Боб этого не знал. Единственное, что он знал, так это то, что, как обычно, пробудился с головной болью. Еще не наступил рассвет, но его жена Джулия уже ушла в конюшню и седлала лошадей. Она упорно цеплялась за свои привычки даже на протяжении его самого черного времени. Рано утром садись в седло, упорно трудись и никогда не жалуйся. Какая женщина! Как он любил ее! Как он нуждался в ней! Как плохо обращался с нею!
Его мучило похмелье, но это была лишь мечта о боли, сопровождающей запой. Он не прикасался к спиртному с 1985 года. И не нуждался в нем. Он потратил на пьянство почти полтора десятилетия, потерял свой первый брак, большую часть друзей, половину своих воспоминаний, несколько рабочих мест и большие перспективы; все это было смыто алкоголем.
Никакого спиртного.

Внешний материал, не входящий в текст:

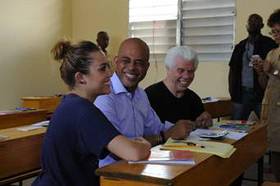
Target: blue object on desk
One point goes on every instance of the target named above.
(24, 109)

Он был способен на это. Каждый день был первым днем его оставшейся жизни.
«Боже мой, как же мне нужно выпить», – думал он сегодня, как, впрочем, и каждый день по утрам. Насколько же он хотел этого! Бурбон был его отравой, прекрасной и ласковой, он затягивал дымной завесой все плохое и показывал мир через сияющую пелену. С бурбоном он не чувствовал никакой боли, не испытывал никакого раскаяния, не знал никаких дурных мыслей – нужно было только выпить еще бурбона.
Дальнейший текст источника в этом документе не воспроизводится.